With the French colonisation of Morocco in 1912 a great deal changed. The French moved the capital from Fez to Rabat as being on the coast it was easier to reinforce. In the major cities they built French “Ville Nouvelles” and French people were forbidden to live in the warren like Medina’s, the wide avenues of the Villes Nouvelles were far more machine gun friendly if there was a rebellion. With the building of the railway from Tangiers to Marrakech via Rabat and Casablanca, Essaouira lost both its economic and strategic importance and went into a long decline and slumber in the 20th Century. After the Second World War many of the Jewish population emigrated. In the Moroccan tradition of tolerance King Mohammed V asserted his family's traditional protection for the country's Jews and refused to allow the French to register Jews or enforce the racist Vichy laws in Morocco. From 1963 over 100,000 Jews emigrated to Israel and many French passport holders went to France.
In any event the trade on which the Jewish community depended has largely gone. Mellah, the name for Jewish areas is the Arabic word for salt for this commodity and the sugar trade were largely Jewish and indeed many gateways and buildings in the town still display the Star of David and other Jewish symbols.

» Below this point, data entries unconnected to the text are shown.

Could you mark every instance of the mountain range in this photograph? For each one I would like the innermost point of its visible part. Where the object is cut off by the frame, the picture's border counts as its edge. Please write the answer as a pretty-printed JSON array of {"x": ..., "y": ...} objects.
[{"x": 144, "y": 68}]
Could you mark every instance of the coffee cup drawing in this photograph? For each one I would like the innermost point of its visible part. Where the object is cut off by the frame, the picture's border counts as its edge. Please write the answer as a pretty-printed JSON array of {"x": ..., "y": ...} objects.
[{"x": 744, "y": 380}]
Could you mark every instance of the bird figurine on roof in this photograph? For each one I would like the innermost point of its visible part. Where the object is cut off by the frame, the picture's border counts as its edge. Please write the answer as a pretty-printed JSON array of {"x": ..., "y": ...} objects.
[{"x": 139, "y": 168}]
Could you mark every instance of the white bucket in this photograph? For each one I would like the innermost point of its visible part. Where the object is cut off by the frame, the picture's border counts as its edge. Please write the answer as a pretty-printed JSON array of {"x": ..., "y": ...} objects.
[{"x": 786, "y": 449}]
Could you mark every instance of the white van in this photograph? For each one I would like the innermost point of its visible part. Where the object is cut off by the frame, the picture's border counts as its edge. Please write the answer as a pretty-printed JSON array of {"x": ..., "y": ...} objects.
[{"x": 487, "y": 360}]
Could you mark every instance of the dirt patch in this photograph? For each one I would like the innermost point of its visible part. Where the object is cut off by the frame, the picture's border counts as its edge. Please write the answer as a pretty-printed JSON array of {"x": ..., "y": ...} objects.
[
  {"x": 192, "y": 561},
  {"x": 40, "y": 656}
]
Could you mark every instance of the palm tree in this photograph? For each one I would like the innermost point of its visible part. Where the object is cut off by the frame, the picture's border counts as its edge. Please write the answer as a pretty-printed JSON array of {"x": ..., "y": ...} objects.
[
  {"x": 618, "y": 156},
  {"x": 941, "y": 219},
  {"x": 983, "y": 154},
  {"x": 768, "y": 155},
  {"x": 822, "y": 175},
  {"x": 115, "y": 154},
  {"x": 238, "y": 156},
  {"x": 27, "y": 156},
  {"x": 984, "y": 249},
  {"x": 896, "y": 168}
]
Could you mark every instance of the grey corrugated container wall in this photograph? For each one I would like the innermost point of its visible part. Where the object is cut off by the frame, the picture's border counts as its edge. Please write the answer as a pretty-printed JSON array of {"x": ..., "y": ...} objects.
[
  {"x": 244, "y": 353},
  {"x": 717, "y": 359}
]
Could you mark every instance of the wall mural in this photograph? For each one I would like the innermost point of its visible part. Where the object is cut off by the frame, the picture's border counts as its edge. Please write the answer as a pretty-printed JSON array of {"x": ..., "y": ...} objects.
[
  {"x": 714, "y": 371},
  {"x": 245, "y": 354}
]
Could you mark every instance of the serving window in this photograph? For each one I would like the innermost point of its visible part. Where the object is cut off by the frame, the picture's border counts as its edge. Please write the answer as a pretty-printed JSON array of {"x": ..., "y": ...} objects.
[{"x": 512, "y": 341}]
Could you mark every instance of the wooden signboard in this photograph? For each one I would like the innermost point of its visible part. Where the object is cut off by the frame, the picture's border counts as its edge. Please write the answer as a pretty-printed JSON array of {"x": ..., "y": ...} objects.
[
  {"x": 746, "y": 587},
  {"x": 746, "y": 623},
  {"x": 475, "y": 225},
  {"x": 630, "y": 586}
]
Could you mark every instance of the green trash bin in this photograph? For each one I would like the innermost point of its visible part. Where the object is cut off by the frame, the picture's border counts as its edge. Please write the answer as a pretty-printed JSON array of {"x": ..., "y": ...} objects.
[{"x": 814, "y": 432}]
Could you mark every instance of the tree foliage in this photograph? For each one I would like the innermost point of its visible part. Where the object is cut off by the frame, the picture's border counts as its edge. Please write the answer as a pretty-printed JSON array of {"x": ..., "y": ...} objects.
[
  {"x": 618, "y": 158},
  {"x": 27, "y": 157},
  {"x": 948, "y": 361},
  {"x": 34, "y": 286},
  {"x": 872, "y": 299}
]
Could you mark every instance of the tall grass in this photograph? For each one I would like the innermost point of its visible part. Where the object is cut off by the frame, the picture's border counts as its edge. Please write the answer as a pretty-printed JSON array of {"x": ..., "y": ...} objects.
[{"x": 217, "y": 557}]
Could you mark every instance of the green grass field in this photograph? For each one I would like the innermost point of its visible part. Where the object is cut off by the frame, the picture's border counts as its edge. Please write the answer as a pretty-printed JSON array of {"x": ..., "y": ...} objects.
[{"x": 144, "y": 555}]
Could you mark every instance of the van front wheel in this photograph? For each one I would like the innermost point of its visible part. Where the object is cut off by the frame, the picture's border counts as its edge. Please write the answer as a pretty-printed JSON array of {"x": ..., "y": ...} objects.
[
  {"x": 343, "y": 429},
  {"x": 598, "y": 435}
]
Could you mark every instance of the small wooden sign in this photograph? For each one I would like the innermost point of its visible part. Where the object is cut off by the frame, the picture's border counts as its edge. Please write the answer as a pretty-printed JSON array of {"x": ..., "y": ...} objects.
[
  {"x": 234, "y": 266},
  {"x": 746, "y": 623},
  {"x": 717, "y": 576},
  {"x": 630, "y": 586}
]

There is evidence of dereliction and decay throughout the Medina however there is also evidence that in the past 10 years the tide has turned and Essaouira is enjoying a rebirth and a reinvention. The King has an ambitious development programme for Morocco and if you look at the website for the local province it is in seven languages with an offer for anybody to make suggestions for development projects – hardly that provincial! Tourism has increased here as in the rest of Morocco but the windsurfing fraternity have made the beach their own but here there are extensive developments of new hotels as visitors are attracted by the mix of new and old. Many expats have taken up residence in the Medina renovating old properties attracted by the good year round climate and the discount on Marrakech prices. The diaspora of the Jewish community still retain strong links with Essaouira and are behind many of the festivals and events which are raising its international profile. Others are investing in this town which is still very much in their hearts. So as this old lady awakens from her long slumber make a bee line for the White City to soak in its athmosphere, get the vibe and eat great seafood after testing yourself on the Atlantic breakers.